Since 2003, OCR has investigated over 100,000 cases, levying over $75 million in fines. One of the top five compliance issues investigated was a lack of safeguards over electronic protected health information and the top two entities investigated have been general hospitals and private practices and physicians. OCR has and will take punitive action against healthcare providers of any size who do not safeguard their patients’ protected health information.
The Health Insurance Portability and Accountability Act of 1996 (HIPAA) contains two rules that dictate how healthcare providers must protect their patients’ information. This includes any interactions via video conferencing.
The Privacy Rule requires that healthcare providers use administrative, physical, and technical safeguards to protect a patient’s health information, whether it be in written, oral, or electronic form. However, the rule is deliberately flexible so that health providers can make their own determinations on safeguards that best match the needs of their practices.
The Security Rule is focused solely on electronic records and dictates the implementation of security measures to ensure that those records remain private. The two rules are closely related, with the Security Rule adding additional protections on top of those mandated by the Privacy Rule.

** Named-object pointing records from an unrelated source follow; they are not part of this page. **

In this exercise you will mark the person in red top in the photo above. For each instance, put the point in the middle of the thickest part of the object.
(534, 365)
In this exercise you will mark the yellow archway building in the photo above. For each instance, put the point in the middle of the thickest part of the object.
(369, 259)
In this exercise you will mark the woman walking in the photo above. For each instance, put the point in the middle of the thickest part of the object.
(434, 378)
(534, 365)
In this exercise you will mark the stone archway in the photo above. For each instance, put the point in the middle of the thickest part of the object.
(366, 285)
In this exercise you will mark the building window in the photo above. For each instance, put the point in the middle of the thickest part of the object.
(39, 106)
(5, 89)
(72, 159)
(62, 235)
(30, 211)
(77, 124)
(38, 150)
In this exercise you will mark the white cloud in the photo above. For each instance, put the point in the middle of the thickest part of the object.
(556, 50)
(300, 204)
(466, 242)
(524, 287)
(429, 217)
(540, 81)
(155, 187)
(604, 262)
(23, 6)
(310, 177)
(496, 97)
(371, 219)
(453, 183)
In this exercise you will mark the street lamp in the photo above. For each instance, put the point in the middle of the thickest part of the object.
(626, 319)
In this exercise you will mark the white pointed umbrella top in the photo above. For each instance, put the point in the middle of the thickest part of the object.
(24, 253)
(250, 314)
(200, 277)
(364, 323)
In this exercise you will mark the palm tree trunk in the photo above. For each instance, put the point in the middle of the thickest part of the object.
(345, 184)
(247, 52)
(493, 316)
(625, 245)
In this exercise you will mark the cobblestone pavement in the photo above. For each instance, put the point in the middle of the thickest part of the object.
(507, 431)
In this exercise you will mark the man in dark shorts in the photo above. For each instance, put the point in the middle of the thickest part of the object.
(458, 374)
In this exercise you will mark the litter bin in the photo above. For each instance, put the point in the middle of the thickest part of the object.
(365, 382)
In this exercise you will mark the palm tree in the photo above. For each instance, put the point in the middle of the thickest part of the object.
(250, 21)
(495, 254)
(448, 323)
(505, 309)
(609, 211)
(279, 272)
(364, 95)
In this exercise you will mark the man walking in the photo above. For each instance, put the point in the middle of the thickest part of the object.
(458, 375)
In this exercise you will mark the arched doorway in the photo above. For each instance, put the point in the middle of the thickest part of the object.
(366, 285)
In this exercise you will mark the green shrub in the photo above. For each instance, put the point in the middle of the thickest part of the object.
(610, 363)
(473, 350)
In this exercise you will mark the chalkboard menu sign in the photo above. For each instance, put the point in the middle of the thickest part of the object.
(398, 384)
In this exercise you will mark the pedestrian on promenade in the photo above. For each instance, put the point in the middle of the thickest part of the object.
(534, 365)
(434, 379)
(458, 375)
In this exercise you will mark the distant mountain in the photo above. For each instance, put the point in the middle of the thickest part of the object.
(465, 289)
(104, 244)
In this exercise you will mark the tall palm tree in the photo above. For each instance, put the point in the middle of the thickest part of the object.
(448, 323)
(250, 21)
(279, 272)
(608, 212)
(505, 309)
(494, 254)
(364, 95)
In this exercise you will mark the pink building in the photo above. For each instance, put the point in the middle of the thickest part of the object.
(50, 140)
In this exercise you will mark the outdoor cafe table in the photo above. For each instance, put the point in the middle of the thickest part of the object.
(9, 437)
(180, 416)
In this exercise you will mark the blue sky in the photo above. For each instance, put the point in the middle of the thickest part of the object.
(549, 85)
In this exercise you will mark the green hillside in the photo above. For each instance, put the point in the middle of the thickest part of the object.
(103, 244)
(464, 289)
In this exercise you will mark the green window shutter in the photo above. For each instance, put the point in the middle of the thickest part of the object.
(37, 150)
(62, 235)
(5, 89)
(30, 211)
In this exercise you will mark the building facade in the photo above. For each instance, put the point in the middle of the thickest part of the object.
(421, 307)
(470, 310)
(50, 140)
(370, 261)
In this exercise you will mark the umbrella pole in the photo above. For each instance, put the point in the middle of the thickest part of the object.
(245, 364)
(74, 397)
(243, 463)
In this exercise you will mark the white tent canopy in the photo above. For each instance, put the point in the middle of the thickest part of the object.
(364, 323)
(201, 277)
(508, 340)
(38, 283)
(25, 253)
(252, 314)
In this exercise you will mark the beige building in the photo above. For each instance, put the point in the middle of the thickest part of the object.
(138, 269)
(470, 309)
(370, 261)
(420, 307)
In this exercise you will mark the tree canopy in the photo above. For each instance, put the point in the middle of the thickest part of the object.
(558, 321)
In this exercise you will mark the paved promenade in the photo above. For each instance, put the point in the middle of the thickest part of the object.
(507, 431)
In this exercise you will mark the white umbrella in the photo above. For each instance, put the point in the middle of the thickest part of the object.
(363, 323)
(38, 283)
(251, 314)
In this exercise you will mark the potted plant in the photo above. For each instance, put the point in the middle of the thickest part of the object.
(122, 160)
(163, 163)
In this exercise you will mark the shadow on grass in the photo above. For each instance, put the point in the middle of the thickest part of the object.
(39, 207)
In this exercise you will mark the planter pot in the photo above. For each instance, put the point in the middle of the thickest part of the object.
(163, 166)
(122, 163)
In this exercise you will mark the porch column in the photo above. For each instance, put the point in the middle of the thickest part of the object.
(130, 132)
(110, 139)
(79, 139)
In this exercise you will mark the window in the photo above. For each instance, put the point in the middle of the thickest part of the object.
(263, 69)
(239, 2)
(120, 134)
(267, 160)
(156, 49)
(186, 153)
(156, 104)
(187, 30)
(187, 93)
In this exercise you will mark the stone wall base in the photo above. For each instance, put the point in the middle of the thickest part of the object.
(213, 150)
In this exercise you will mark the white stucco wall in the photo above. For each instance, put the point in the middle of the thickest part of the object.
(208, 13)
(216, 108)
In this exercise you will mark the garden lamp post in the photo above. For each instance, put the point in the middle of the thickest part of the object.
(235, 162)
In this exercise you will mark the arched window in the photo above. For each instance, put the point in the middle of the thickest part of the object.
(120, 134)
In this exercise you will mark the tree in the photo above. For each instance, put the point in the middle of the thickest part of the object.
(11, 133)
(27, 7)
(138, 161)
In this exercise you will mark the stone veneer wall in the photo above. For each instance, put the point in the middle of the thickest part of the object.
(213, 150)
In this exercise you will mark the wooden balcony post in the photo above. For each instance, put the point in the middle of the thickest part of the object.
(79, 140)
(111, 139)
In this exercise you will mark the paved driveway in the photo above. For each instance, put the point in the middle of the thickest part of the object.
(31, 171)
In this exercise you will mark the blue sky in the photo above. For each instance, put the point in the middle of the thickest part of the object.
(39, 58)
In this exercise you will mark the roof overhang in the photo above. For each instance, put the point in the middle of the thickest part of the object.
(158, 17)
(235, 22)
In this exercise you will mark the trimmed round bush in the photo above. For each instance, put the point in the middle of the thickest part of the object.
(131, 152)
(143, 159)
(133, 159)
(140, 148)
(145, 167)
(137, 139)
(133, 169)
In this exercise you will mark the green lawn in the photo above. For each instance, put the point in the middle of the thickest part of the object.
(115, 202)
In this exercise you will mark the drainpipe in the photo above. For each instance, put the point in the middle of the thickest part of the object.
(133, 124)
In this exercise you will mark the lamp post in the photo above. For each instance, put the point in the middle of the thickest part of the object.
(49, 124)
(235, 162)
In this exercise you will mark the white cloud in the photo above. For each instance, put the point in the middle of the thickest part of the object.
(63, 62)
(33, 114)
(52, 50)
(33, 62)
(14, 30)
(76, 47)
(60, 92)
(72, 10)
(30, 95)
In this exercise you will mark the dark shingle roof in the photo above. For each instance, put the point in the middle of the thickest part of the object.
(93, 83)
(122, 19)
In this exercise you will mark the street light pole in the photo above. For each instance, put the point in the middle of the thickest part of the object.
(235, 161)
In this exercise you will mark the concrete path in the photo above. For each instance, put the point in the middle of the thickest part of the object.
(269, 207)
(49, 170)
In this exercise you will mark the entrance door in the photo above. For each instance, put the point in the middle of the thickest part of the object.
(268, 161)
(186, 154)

HIPAA-Compliant Video Conferencing
With many seeing telemedicine as the future of healthcare, it is essential that healthcare providers offering this service use a HIPAA-compliant video service with appropriate encryption and the ability to set user roles and permissions for staff members.
For further protection, that video service should also include a Business Associate Agreement, which states that any potential security breach or mishandling of protected health information on the service provider’s part is the liability of that provider, not the medical practice.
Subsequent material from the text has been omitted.